Several studies for CAS 13863-31-5 and CAS 16090-02-1 were performed by Industrial Bio-Test Laboratories, which was closed down in 1978 after a routine inspection by the FDA in 1976 uncovered gross deficiencies in study conduct and recordkeeping. None of the studies were subjected to an external audit. However, as a weight of evidence, they confirm the non toxic behaviour of the substance in long term studies at high concentrations and the similar outcome between the category members.
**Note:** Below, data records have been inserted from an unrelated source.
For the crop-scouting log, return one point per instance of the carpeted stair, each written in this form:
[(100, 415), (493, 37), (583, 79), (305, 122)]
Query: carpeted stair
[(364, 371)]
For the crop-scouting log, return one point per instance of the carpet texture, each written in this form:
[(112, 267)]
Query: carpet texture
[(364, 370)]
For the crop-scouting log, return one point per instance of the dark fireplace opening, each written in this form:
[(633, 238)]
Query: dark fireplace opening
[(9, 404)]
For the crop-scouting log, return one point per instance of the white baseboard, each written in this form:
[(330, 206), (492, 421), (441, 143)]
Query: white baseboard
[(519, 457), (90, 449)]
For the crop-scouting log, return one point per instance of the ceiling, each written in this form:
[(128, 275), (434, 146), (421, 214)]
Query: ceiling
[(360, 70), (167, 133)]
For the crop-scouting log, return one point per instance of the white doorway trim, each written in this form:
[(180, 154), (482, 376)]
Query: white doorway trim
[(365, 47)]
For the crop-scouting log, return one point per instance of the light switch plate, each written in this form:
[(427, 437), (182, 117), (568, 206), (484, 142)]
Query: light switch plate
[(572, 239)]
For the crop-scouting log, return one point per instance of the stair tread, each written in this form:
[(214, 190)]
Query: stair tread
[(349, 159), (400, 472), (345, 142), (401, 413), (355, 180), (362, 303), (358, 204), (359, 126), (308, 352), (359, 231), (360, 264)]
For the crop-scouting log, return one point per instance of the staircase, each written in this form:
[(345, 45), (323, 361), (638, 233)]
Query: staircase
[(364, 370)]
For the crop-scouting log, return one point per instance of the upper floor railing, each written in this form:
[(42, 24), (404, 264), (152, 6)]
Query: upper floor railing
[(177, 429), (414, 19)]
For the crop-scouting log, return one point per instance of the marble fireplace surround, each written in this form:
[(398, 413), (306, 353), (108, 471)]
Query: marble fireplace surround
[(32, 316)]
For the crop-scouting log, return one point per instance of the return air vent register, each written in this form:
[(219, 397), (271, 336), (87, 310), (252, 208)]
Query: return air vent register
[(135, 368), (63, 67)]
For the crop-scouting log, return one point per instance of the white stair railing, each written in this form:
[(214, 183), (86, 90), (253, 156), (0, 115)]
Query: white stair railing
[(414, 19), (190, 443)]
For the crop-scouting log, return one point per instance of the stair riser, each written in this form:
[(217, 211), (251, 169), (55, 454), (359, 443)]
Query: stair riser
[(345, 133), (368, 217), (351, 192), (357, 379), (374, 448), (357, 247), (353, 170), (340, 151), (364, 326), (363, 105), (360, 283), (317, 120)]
Both the substance CAS 13863-31-5 and CAS 16090-02-1 were fed to rats and dog for 90 days at 10000 ppm (262 and 310 mg/Kg bw) with no adverse effects upon body weights, food consumption, survival and reactions, clinical parameters or gross and microscopic pathologic findings.


Justification for selection of repeated dose toxicity via oral route - systemic effects endpoint:
Two studies are available on Repeated dose toxicity: a 28 subacute and a chronic study, both equally reliable. The Chronic study has been selected for Chemical Safety Assessment.
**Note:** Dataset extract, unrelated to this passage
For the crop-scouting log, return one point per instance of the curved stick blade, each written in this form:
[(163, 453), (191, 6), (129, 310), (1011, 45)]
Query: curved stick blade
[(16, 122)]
Justification for classification or non-classification

According to the CLP Regulation (EC 1272/2008), 3.9 Specific target organ toxicity - repeated exposure section, substances are classified as specific target organ toxicants following repeated exposure by the use of expert judgement, on the basis of the weight of all evidence available, including the use of recommended guidance values, which take into account the duration of exposure and the dose/concentration, which produced the effect(s), and are placed in one of two categories, depending upon the nature and severity of the effect(s) observed.
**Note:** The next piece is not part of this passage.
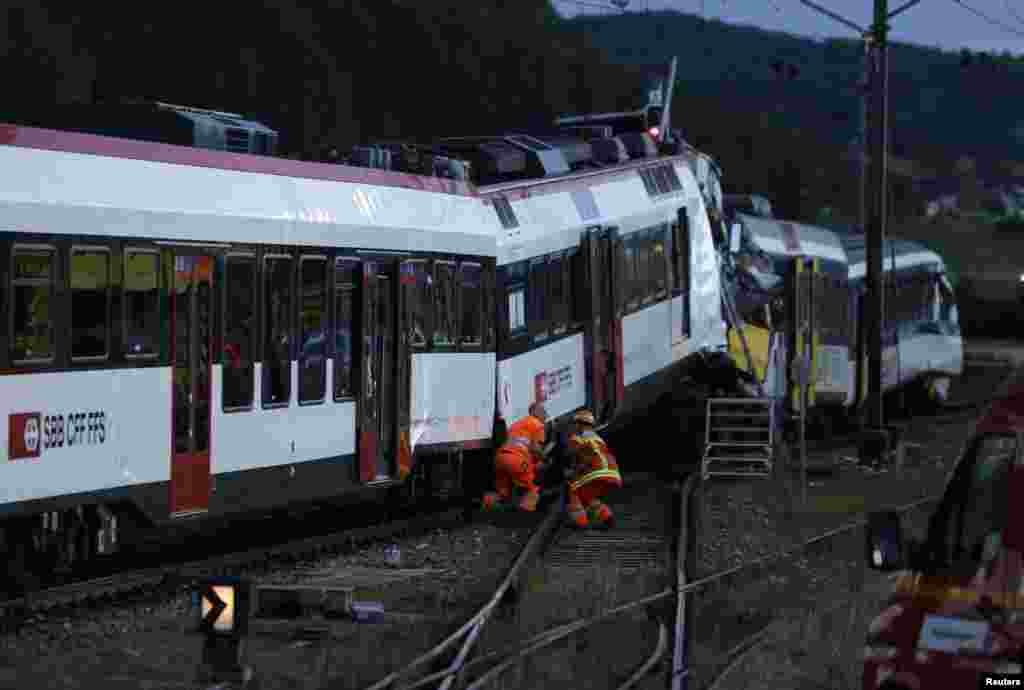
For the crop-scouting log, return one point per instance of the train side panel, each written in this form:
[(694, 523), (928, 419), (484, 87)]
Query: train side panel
[(76, 432)]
Classification in Category 2 is applicable, when significant toxic effects observed in a 90-day repeated-dose study conducted in experimental animals are seen to occur within the guidance value ranges as:

- oral (rat): 10 < C ≤ 100 mg/kg bw/day

The guidance values refer to effects seen in a standard 90-day toxicity study conducted in rats.

The No Observed Adverse Effect Level was established at 523.9 mg/kg bw/day, on the basis of the results from the chronic study of 24 months, on rats.

In conclusion, the available experimental data are adequate for classification and labelling and the substance is not classified for repeated dose toxicity according to the CLP Regulation (EC 1272/2008).